At any rate this is an incredibly long post, one in which I am sure folks will be critical of. Wondering why I am sharing so much- or perhaps if I am simply using this space to vent. Either way, it’s my prerogative. But I would like to hope that this is serving a little bit more than that. If only to reveal part of what my current process is around a state of being that feels tattered and shaky. My nervous system is feeling raw and exposed and I am working through some feelings of betrayal that seem to run a little deeper than I was aware. Coupled with the particulars of my current life circumstances, I am feeling lonely and disconnected and often sad. And while there is something to be said for reporting back once I am through the muck and mire of this time, I am hoping that by sharing from in the thick of it that I may serve something of even greater importance. We don’t need to always just hear the “have faith I made it through the darkness and you can too!” tale of healing and recovery. Sometimes we need the “hey I’m hurting too and this shit sucks for real AND I see you” tale of survival and perseverance. I, and you, are not simply worthy once we have made it through the night and to the bright dawn of the other side. We are worthy now. When shit is ugly and it would be more comfortable to stuff it down and look away, but we don’t.

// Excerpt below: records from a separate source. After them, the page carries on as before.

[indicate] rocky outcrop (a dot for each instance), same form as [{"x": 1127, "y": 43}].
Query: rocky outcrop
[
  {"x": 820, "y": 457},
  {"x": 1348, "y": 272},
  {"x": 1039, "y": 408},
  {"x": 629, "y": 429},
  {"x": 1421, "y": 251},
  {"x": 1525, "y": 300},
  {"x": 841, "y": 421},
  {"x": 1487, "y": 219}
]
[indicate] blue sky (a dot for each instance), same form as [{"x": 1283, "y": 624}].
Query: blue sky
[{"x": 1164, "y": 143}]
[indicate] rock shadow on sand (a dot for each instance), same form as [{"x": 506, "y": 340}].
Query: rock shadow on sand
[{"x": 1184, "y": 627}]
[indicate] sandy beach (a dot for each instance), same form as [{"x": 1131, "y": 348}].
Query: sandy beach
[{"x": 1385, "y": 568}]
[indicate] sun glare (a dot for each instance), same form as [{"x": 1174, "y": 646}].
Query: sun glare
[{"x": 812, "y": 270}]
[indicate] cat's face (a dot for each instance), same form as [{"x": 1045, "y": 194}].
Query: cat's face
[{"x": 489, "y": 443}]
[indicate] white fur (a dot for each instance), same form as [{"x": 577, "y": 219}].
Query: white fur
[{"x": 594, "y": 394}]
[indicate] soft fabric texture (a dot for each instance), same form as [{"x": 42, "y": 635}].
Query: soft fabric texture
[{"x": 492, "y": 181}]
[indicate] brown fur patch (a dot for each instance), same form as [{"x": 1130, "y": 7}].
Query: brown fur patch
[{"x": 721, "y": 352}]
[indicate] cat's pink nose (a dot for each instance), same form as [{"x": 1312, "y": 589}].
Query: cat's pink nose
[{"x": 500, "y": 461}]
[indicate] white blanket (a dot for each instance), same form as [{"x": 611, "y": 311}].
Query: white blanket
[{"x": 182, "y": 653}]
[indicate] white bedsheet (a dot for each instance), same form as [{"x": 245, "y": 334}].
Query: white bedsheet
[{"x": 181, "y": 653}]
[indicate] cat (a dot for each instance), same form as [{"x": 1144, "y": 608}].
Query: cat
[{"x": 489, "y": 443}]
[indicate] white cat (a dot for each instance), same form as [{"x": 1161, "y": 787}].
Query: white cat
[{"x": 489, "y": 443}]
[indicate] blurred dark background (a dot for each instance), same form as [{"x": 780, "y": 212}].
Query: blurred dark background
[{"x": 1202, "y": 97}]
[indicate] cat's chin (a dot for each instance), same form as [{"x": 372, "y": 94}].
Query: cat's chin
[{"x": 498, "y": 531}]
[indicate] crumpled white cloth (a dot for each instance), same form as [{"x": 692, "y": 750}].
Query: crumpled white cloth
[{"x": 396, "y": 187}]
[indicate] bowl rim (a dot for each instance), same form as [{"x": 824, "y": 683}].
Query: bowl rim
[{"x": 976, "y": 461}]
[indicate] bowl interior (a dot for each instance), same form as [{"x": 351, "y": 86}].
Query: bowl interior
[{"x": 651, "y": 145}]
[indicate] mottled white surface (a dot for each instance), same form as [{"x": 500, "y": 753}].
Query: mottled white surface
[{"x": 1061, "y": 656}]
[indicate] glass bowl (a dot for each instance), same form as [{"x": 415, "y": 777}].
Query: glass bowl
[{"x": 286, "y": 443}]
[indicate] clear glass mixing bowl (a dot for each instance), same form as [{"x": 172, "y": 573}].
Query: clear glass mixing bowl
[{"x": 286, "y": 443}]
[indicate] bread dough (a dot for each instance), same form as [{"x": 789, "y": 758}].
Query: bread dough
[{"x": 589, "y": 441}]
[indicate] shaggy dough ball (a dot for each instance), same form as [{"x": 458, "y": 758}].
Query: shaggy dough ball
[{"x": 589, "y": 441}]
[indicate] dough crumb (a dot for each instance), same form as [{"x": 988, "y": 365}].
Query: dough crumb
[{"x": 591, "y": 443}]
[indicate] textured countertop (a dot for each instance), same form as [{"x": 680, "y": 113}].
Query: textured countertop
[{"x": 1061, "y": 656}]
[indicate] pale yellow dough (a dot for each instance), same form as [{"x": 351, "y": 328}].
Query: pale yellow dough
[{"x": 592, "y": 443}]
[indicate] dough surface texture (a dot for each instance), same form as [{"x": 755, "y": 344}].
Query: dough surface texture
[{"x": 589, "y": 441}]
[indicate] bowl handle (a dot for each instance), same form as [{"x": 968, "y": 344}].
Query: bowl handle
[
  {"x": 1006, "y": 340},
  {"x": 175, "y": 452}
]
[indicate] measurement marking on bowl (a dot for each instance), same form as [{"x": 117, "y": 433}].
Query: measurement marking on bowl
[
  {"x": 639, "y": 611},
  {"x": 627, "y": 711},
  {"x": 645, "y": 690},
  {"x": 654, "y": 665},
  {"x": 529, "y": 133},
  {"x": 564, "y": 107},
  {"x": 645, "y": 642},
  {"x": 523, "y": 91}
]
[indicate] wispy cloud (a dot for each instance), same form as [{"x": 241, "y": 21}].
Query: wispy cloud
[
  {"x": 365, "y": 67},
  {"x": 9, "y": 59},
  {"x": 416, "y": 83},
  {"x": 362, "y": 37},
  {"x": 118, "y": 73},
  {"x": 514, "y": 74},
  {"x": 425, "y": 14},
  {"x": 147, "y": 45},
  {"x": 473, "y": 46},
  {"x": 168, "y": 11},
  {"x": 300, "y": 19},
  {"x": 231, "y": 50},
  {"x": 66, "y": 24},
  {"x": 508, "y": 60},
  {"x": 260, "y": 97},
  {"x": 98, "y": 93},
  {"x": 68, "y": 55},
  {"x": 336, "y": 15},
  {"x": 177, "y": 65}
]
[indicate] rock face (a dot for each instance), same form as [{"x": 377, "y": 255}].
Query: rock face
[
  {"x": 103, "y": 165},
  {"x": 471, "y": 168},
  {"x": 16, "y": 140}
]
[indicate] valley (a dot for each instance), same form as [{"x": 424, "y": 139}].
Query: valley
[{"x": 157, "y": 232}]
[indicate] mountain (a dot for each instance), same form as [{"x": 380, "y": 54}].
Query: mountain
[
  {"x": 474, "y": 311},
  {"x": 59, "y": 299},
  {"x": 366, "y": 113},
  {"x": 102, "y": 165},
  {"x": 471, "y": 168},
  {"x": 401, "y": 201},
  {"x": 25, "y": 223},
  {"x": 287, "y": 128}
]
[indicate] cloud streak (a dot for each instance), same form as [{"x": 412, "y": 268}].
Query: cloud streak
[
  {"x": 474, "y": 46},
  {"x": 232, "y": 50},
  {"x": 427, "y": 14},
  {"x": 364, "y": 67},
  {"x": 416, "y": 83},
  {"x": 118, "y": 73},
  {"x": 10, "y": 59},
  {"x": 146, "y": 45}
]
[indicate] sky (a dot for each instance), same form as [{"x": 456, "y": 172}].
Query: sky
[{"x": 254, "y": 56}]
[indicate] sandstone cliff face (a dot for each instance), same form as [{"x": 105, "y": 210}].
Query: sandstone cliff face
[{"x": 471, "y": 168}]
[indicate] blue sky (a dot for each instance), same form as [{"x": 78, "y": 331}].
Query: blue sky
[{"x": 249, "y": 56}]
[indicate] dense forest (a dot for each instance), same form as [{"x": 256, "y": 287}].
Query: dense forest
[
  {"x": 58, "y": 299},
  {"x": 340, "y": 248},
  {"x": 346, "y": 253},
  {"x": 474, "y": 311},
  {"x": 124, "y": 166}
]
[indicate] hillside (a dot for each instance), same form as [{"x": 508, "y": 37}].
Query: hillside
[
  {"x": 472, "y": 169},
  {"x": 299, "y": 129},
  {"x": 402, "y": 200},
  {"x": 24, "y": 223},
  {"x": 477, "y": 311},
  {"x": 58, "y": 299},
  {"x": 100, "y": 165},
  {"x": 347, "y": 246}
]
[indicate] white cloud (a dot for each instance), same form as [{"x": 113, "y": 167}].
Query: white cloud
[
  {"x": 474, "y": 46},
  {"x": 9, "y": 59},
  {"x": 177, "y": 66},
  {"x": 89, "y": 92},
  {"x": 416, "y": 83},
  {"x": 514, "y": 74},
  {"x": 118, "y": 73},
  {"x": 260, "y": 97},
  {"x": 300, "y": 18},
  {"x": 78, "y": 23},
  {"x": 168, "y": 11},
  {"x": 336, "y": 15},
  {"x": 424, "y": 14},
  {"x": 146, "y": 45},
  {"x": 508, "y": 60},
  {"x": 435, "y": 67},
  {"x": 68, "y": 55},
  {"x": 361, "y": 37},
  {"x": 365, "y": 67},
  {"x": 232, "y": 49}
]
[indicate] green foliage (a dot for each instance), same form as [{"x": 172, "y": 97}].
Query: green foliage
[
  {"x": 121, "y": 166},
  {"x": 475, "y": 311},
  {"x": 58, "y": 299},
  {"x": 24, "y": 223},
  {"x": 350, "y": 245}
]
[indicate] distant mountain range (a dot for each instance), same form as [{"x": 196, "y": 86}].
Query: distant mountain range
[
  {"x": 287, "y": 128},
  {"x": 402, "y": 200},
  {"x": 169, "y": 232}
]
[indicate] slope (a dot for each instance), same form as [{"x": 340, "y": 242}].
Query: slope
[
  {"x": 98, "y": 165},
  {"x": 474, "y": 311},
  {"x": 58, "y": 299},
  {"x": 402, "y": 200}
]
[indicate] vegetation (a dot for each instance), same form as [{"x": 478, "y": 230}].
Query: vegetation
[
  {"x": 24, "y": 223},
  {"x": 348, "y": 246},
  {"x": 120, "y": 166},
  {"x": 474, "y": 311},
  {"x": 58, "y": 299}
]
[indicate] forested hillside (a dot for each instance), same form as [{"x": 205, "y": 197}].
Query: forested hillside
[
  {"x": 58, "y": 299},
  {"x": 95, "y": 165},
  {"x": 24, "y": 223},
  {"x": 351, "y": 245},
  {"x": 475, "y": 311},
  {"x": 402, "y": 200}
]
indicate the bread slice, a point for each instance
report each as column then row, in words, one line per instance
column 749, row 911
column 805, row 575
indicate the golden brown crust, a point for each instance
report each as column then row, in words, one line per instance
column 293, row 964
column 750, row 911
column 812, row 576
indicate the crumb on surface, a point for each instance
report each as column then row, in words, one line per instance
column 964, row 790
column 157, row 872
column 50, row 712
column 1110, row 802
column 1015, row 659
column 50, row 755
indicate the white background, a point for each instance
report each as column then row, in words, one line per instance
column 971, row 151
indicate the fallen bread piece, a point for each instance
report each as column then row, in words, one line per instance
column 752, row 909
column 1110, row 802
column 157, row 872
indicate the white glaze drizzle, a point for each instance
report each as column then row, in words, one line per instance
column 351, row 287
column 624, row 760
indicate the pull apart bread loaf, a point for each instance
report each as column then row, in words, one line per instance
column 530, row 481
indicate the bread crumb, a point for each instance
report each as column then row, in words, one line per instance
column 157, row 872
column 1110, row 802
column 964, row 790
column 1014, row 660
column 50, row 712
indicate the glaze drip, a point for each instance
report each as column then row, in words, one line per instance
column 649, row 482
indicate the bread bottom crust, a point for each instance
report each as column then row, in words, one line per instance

So, in the spirit of staying connected to my better angels, here are a few of the things I am doing to help me stay the course back to myself and feelings of trust and safety and hope and grace: I am scheduling my work and study time so that it doesn’t spill over into all hours of everything leaving me worn out and empty. I am resting more and eating regularly. At the guidance of my mentors I am reinstating the insulating practice of Abhyanga on a daily basis. I am on the hunt for a new therapist locally. And just as I am scheduling work, I am likewise scheduling play and enjoyment. Library story time with my littlest and more read aloud time with Eider. Walks up the road with Maple and through the woods with Chris. Reading and Writing and Knitting for my own pleasure. And time out of the house just me. Maybe I’ll take a yoga class and get right with myself on my mat at the instruction of someone else.
Thanks for reading this far if indeed you did. And please know, I see you. As you are is fine. Even in the messiness and complication of living a good life. No need to hide your hurt or your shame or your disappointment. I can take it.